So yes, I understand filling a tax return is a chore, but you'll only pay taxes if the amount you paid in your residence country is lower that what you would have paid in federal taxes alone.

Considering how low US income tax is, in most countries you won't have to pay anything.

4 comments

It's a bit more than a simple tax return...there's also FBAR and ACA exemption. The penalties for screwing up FBAR are rather ridiculous, especially since the limit mandating reporting is so relatively insignificant.
The fbar/fatca/fincen filings are insane (assume you have 3 bank accounts, a couple of pension /health spending accounts, a saving account you opened for your kid, etc; and that the total tops $50,000 - you're going to have to file 10-20 pages of details with stiff penalties.

Not to mentions that banks and brokers refuse to take you as a customer if you are a US taxpayer.

> how low US income tax is

Compared to what? The maximum federal rate is nearly 40%. Yes, there are many many countries with maximum rates in the 50-60% range. But 40%, even marginal, is not low.

It's extremely high.

https://en.wikipedia.org/wiki/List_of_countries_by_tax_rates

Sort by max individual rate, it's 8th from the top in a list 221 countries long.

Only if you include state rates, which is.. disingenuous at best. It's at least as wrong as saying the US has very low tax rates. If you're talking about expatriation, the IRS, etc, you're only talking about Federal rates. Short of outlawing income tax the Federal government has very little power over dictating state tax rates.
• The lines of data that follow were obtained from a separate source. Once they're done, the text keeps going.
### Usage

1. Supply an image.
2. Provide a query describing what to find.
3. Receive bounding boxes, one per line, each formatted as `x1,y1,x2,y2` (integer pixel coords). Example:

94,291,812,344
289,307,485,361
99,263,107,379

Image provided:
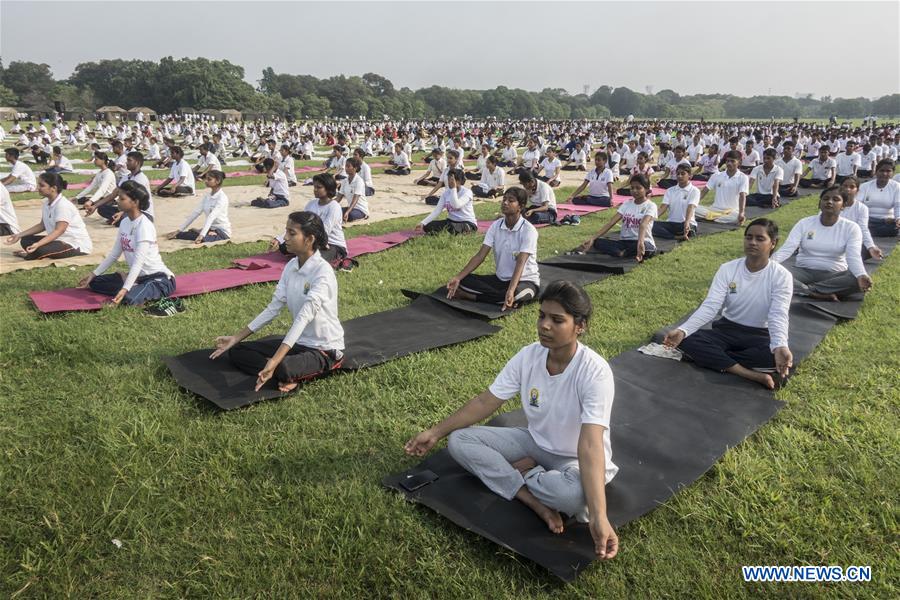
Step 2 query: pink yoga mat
28,266,282,313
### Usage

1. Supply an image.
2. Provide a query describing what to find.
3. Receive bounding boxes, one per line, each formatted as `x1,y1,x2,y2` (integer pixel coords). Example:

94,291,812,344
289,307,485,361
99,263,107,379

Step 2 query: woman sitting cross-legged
404,281,619,559
663,219,794,389
447,184,546,310
772,185,872,301
78,181,175,306
576,175,658,262
210,211,344,392
416,169,478,235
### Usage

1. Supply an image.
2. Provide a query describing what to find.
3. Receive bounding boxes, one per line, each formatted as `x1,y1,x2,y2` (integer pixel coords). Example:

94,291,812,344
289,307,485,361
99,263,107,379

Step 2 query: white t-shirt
617,199,659,248
750,165,784,194
841,200,876,248
303,198,347,250
0,183,20,234
541,158,562,179
478,167,506,192
178,189,231,237
247,251,344,350
269,169,291,200
169,158,196,193
522,148,541,169
41,194,94,254
584,167,614,198
490,342,619,483
772,215,866,277
706,171,750,210
528,179,556,210
856,179,900,220
834,152,861,177
278,154,297,183
119,171,153,217
9,160,37,187
339,173,369,215
678,258,794,350
421,187,478,225
94,213,173,290
809,156,837,181
482,216,541,285
651,183,700,226
775,156,803,185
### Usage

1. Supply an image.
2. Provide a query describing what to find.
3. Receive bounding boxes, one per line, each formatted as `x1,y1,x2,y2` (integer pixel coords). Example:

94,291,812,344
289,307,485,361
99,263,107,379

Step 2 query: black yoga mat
163,297,500,410
382,292,852,581
400,264,612,319
784,233,897,321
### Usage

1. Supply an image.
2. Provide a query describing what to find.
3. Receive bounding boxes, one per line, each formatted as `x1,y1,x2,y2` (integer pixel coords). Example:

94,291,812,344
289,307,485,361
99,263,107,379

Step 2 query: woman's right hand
663,329,685,348
447,277,462,300
209,335,238,360
403,429,440,456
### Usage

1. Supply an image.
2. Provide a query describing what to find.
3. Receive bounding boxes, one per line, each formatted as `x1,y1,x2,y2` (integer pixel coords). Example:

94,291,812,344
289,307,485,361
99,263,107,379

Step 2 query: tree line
0,56,900,120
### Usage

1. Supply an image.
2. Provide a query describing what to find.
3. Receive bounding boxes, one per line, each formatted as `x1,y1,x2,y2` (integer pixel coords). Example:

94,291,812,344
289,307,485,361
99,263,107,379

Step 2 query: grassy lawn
0,188,900,598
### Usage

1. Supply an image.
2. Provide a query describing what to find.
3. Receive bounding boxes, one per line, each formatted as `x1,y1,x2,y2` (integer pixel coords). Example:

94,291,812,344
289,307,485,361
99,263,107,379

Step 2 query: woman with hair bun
210,211,344,392
6,173,94,260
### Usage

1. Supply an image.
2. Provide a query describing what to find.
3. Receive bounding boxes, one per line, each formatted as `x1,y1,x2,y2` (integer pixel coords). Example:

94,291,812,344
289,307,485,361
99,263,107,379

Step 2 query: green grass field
0,189,900,598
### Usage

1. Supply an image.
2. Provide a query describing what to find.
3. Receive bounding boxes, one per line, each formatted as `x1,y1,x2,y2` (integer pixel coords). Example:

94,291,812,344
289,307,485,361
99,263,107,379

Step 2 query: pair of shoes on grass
144,298,186,318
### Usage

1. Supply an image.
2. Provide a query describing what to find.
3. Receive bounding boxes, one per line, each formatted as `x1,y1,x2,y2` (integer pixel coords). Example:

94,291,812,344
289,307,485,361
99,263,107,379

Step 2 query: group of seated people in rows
190,169,874,558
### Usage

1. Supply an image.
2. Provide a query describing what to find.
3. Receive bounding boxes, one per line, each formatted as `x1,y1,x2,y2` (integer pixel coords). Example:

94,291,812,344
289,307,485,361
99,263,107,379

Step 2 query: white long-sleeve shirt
303,199,347,250
178,189,231,237
772,215,866,277
528,179,556,210
247,252,344,350
841,201,876,248
421,187,478,225
678,258,794,350
856,179,900,219
94,213,172,291
478,167,506,191
0,183,21,234
75,169,116,203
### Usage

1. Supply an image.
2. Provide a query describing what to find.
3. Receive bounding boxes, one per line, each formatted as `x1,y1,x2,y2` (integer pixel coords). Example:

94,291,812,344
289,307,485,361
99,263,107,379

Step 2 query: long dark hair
119,181,150,210
541,279,594,325
288,210,328,250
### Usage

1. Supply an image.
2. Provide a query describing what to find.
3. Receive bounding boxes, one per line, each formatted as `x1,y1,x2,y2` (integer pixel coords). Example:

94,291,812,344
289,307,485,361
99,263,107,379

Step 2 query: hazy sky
0,0,900,97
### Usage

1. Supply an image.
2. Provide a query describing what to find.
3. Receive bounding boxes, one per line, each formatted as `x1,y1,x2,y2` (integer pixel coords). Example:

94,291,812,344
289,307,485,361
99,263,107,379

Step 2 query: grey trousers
447,426,588,522
787,265,860,298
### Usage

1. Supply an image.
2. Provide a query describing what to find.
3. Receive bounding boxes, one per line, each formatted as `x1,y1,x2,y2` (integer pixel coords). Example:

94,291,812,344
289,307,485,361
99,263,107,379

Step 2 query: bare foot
510,456,537,475
278,382,299,392
516,488,564,533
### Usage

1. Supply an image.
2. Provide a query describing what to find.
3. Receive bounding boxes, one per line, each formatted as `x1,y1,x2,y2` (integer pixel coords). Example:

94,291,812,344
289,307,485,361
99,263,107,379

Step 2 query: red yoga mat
28,266,282,313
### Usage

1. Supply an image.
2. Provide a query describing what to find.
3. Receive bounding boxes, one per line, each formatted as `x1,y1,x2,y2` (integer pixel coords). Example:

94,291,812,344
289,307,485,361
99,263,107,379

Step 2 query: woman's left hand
590,515,619,560
254,358,278,392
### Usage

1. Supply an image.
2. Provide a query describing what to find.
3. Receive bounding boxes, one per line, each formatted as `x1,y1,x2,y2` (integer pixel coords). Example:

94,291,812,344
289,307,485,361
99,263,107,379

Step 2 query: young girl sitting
578,175,657,262
78,181,175,306
210,212,344,392
404,281,619,559
772,185,872,301
664,219,793,389
568,151,613,206
166,171,231,244
416,169,478,235
6,173,94,260
447,187,541,310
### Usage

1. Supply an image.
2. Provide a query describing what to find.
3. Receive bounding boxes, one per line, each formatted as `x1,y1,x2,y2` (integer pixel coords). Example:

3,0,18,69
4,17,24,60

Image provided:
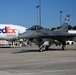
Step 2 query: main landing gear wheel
62,46,66,50
39,45,44,52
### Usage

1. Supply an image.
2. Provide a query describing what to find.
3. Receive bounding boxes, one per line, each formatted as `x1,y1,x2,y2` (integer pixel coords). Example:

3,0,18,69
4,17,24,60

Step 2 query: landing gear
39,45,44,52
45,46,49,50
62,45,66,50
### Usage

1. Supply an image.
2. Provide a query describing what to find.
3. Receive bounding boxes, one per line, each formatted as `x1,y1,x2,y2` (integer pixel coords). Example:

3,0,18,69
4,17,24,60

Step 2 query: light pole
59,11,63,26
36,6,40,25
39,0,41,26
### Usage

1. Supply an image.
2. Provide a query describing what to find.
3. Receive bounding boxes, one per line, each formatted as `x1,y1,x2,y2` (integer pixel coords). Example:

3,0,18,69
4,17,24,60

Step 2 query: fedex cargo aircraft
0,24,27,40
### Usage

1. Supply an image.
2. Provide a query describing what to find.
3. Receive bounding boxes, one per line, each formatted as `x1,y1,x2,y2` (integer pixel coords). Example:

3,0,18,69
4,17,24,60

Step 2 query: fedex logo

At the Federal level personal taxation is not terrible but it's not low, either. The US has the second higher corporate income tax in the world according to that same chart, and the highest depending on your state of incorporation/operation (if you include state/local).

I disagree. The context of the original quote was;

> Considering how low US income tax is

Now I do understand what you mean when you make the distinction that for expatriate taxation based on citizenship, only the federal taxes are considered, but that is not what the original language actually said in the context of the statement regarding how low US income tax is, and weasel language to push a political agenda is annoying at the best of times.

To be scrupulously fair and expose my biases though, frankly even federal taxes alone are high as far as I'm concerned. Any amount is high when you're forced by threats of violence to pay it. The appropriate amount gathered by that method ought to be zero percent.

From what I understand, that's mostly true. However, describing it as a simple 'tax return' is probably understating the complexity. Like someone else pointed out further down in the thread, a small business owner "is in for a world of pain, stress and audit". Likewise, income from investments can be massively annoying to file for correctly.